「ツナ、すごく頑張ったのよ」
枕に顔を埋めたまま、知ってるよ、と呟いた。もちろん母には届かない。綱重の声が小さい所為もあるが、部屋の外で――鍵をかけていなければ入ってきていただろう――「それなのに一人で先に帰ってきちゃって!」と母が声を荒らげている所為でもある。勝手な帰宅だけでなく、女の子たちへの態度についてもまだ怒っているようで、お説教は長々続いた。

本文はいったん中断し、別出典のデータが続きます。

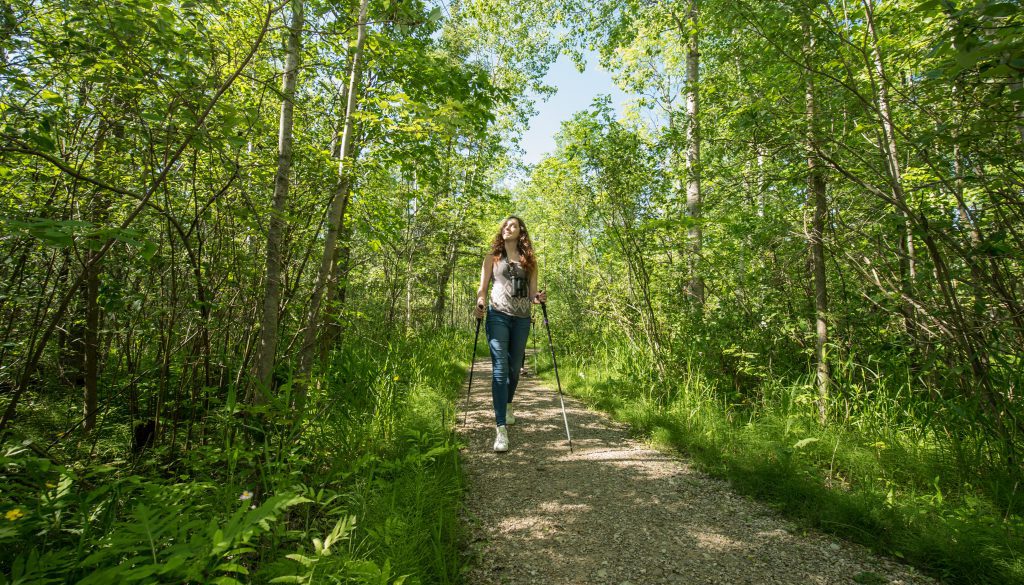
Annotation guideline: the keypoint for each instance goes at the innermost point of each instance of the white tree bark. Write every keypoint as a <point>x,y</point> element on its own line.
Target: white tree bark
<point>274,240</point>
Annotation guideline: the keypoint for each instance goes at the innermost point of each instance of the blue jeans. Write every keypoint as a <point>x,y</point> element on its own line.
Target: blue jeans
<point>507,337</point>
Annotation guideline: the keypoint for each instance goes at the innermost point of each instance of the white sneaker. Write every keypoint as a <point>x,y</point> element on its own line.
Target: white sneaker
<point>502,441</point>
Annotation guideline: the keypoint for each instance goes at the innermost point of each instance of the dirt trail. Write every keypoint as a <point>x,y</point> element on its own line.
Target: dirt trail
<point>619,512</point>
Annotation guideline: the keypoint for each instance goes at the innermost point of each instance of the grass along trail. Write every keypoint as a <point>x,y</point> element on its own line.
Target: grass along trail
<point>617,511</point>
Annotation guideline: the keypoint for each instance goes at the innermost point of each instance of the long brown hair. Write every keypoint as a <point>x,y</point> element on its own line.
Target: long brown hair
<point>525,247</point>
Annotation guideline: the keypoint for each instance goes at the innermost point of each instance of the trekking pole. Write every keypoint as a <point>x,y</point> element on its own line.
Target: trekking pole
<point>554,363</point>
<point>472,366</point>
<point>532,325</point>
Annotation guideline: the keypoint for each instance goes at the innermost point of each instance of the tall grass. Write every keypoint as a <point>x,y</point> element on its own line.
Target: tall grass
<point>888,471</point>
<point>365,489</point>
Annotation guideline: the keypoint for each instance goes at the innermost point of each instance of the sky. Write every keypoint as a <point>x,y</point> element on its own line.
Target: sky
<point>576,91</point>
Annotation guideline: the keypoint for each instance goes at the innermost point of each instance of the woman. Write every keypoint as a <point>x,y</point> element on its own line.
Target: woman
<point>512,265</point>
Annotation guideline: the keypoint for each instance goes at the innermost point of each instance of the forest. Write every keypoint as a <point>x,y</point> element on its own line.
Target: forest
<point>240,244</point>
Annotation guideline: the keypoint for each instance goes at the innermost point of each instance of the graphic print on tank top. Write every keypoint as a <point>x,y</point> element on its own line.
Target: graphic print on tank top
<point>511,291</point>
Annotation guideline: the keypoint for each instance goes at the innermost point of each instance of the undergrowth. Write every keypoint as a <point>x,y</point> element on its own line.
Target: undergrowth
<point>364,490</point>
<point>897,483</point>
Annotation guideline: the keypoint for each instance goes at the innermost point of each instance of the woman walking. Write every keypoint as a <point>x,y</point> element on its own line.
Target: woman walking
<point>512,265</point>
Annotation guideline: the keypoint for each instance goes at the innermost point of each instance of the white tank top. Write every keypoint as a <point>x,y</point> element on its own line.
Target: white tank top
<point>511,291</point>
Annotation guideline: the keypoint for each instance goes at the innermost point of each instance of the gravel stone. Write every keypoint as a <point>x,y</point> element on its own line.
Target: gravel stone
<point>617,511</point>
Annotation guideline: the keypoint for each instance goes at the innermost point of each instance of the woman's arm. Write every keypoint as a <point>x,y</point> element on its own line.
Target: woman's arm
<point>536,295</point>
<point>485,269</point>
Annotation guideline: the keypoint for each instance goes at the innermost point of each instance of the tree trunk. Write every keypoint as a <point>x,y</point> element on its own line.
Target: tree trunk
<point>274,240</point>
<point>336,213</point>
<point>904,243</point>
<point>91,345</point>
<point>694,237</point>
<point>816,195</point>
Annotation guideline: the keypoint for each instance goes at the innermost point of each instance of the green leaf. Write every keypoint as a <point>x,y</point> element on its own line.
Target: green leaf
<point>805,442</point>
<point>1000,9</point>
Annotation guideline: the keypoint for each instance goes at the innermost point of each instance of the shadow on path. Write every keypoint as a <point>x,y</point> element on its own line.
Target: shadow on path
<point>617,511</point>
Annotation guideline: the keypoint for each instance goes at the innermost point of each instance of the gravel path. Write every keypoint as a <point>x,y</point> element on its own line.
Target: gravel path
<point>617,512</point>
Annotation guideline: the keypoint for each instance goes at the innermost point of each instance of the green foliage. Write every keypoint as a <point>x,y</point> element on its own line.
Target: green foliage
<point>380,507</point>
<point>884,485</point>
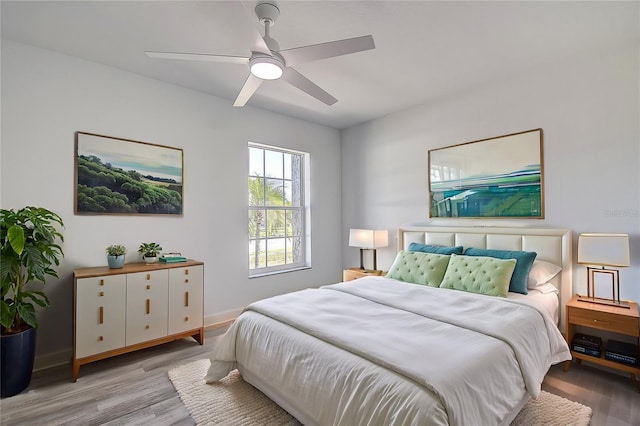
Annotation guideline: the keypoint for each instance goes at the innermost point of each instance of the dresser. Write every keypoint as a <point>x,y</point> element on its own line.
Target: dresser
<point>138,306</point>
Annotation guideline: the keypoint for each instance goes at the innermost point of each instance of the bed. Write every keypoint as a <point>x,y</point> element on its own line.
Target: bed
<point>383,351</point>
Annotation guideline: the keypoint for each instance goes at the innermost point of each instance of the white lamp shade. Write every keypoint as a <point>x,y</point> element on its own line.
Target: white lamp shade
<point>604,249</point>
<point>368,238</point>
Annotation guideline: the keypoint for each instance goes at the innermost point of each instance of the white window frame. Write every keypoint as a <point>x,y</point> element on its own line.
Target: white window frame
<point>304,208</point>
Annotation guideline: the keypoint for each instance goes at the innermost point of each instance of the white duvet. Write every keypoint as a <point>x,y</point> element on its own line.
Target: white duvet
<point>380,351</point>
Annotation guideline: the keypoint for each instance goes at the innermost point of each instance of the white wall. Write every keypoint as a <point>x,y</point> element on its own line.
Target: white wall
<point>46,97</point>
<point>588,108</point>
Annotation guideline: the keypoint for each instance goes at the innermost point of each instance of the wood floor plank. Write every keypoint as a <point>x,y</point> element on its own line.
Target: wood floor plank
<point>134,389</point>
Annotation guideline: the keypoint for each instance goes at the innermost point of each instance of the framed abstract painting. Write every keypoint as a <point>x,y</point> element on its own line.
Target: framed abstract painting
<point>499,177</point>
<point>126,177</point>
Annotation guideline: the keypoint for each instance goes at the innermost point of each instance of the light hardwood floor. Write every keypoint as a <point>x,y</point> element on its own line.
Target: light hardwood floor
<point>133,389</point>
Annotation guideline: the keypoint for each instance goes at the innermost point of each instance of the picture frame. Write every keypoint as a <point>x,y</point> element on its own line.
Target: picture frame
<point>498,177</point>
<point>118,176</point>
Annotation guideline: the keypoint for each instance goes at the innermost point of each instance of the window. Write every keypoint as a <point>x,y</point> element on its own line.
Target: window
<point>277,210</point>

暫くして、綱重に鍵を開ける気がないと知ると、諦めたのか扉の向こうから気配が消えた。階段を降りる足音からも母の怒りが伝わってくる。
届かないとわかっていて言葉を紡いだ。
「ちゃんと見てたから」
結果はA組の負けだったが、総大将である弟の気迫溢れる様子に――最後の方は花火かなにかでよく見えなかったものの――綱重はひどく驚かされたのだった。
服を脱ぎ捨て、威勢よく敵の陣地に飛び込んでいった弟は、綱重の知っている気弱な弟ではなかった。
いつの間にあれほど逞しくなったのだろう。
何も知らなかった。総大将を辞退しろだなんてよく言えたものだ。綱吉が怒るのも当然だ。あまつさえ“いじめられているのかも”だなんて余計な心配もしたりして。馬鹿馬鹿しい。弟には、仲の良い友人がちゃんといる。わざわざお弁当を作りに来てくれる女の子だっている。リボーンやランボの世話だって、自分よりも、よっぽどよくしているじゃないか。
家を出よう。
ぽんっと頭の中に浮かんだ。
どこか遠くの、全寮制の高校に行こう。専門学校でもいい。将来何がしたいかなんて希望はない。とにかく早く家を出て、自立するのだ。
今までは、高校を卒業するまではこの家に居ようと思っていた。雲雀のおかげで炎のコントロールが出来るようになってからは特にそうだ。頼りない弟には家と母を任せられないから、と。
言い訳だった。家を出ないための理由に弟を使っていただけ。こうなって、ようやくそれに気がついた。
「……馬鹿な考えは捨てろ、綱重」
仰向けになり、右手を天井に向かって掲げる。
意識して炎を出すのは初めてだったが、上手くいった。真っ白な炎がどこからか湧き上がり、手のひらに灯る。穏やかな炎だ。けれども感情が高ぶって溢れた場合にはこんなものでは済まないことは、よくわかっている。
ほら。家を出ないなんて選択肢は存在しない。
体の熱が失われていく。まるで胸の奥に氷の塊でもあるようで、どんどん、指先まで冷えきっていく。燻るようにして炎も消えていった。
並盛を離れると言ったら雲雀はなんて言うだろう。借金を返し終わってないと怒るだろうか。休みには帰ってくるということで納得してくれたらいいけれど。
「“それならもう来なくていいよ”なんて言われたりして」
笑おうとしたけれど、口元が不自然に引き攣るだけだった。